- Hans Weber
- December 18, 2024
Unter dem Schutz des Heiligen Antonius
In der schönen barocken Kartusche sieht man den Heiligen Antonius von Padua mit dem Jesuskind – passend zum 13. Juni, dem heutigen Gedenktag III. Klasse für den Heiligen. Als Schutzpatron ist der Heilige so etwas wie eine Allzweckwaffe, die etwa Pferden, Schiffbrüchigen, Liebenden, Bergleuten, Schweinehirten und unzähligen anderen seinen Schutz gewährt.

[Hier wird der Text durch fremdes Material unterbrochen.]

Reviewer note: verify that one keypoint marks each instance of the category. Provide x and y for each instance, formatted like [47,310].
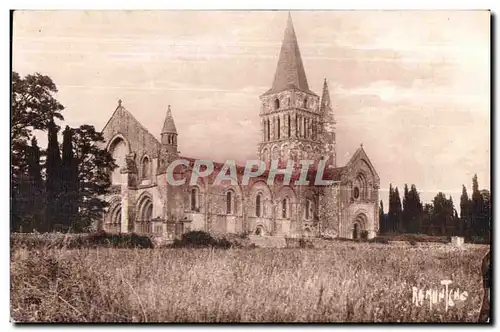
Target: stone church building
[296,124]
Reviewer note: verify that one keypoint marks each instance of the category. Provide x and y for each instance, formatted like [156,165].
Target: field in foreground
[346,282]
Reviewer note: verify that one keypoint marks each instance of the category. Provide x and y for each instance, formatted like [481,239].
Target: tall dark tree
[414,210]
[465,212]
[53,178]
[427,215]
[30,195]
[69,181]
[398,215]
[477,206]
[33,107]
[443,215]
[406,212]
[94,168]
[390,214]
[381,219]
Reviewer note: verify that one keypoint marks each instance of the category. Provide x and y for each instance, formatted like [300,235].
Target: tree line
[440,216]
[60,187]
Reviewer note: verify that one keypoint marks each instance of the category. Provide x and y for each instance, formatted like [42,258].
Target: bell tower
[168,138]
[290,111]
[328,134]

Die Kartusche mit dem dereinst von keinem geringeren als Wilhelm Busch in Gedichtform gebrachten Heiligen befindet sich über dem Eingang des Hauses zum Künzl (dům U Kynzlů) in der Míšeňská 70/4 auf der Prager Kleinseite. Die Míšeňská ist etwas besonderes. Bis 1708 befand sich hier der sogenannte Thuner Gartens (Thunovská zahrada), ein Park, der nun aufgelöst und in Parzellen aufgeteilt wurde. Darob wurde in einem vergleichsweise kurzen Zeitraum hier neue und deshalb auch stilistisch recht einheitliche Häuser gebaut. Und so ist die Míšeňská die einzige Straße in Prag, in der sich auch heute noch ausschließlich barocke Häuser des frühen 18. Jahrhunderts befinden. Das macht sie beliebt für entsprechende Historienfilme und so war die Straße auch u.a. einer der Drehorte für den 1984 gedrehten weltbekannten Mozart-Film Amadeus des tschechisch-amerikanischen Regisseurs Miloš Forman.

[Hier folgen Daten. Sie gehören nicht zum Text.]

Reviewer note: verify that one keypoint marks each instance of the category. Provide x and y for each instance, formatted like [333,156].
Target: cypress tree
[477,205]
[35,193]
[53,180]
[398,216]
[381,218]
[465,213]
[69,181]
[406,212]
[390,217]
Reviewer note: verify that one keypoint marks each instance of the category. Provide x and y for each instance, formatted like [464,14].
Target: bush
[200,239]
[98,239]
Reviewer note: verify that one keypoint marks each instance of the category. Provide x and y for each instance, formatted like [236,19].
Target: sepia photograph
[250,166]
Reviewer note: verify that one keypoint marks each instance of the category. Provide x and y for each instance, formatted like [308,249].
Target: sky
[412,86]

Zurück zum Haus mit der Nummer 70/4. Die Landparzelle wurde also 1708 an einen Inspektor der Reichsgüter namens Maximilian Wend verkauft. Nach dessen Tod 1736 verkaufte die Witwe es für 1200 Goldmünzen an einen gewissen Michael Thurward, der dann in den Jahren 1736 bis 1744 dieses hübsche und reich dekorierte einstöckige Barockhaus für sich baute, dass dann 1792 für 2050 Goldmünzen an einen gewissen Ignaz Künzl ging, der dann – obwohl er es nicht erbaut hatte – zum Namensgeber dees Hauses wurde. Zu den späteren Besitzern gehört ab 1898 der Verleger Karl Reyle, der in diesem Jahr hier eine Druckerei einrichtet. Der Besitzer floh 1938 vor den Nazis nach Argentinien und danach übernahm die Firma Jánský a Navrátil, die Druckerei, die 1949 von den Kommunisten verstaatlicht wurde. 1956 wird hier die Elektrofirma Remos (spezialisiert auf Kleinherde) einquartiert, die hier zeitweise 18 Personen für die Herstellung von Elektrokleinteilen beschäftigt.
Über alle diese verschiedenen Entwicklungen und Nutzungen wurde das Gebäude natürlich auch immer wieder umgebaut und erneuert, wenngleich das Äußere immer seinen barocken Urcharakter beibehielt. Innen wurden Ende des 19. Jahrhunderts kleiner Hoftrakte errichtet und 1886 wurde das Treppenhaus umgebaut. Und 1920 wurde das Obergeschoss grundlegend verändert, aber auch hier wurde auf stilgerechtes Bauen wertgelegt (man beachte das moderne, auf Barockkunst anspielende Gottesauge im Bild links).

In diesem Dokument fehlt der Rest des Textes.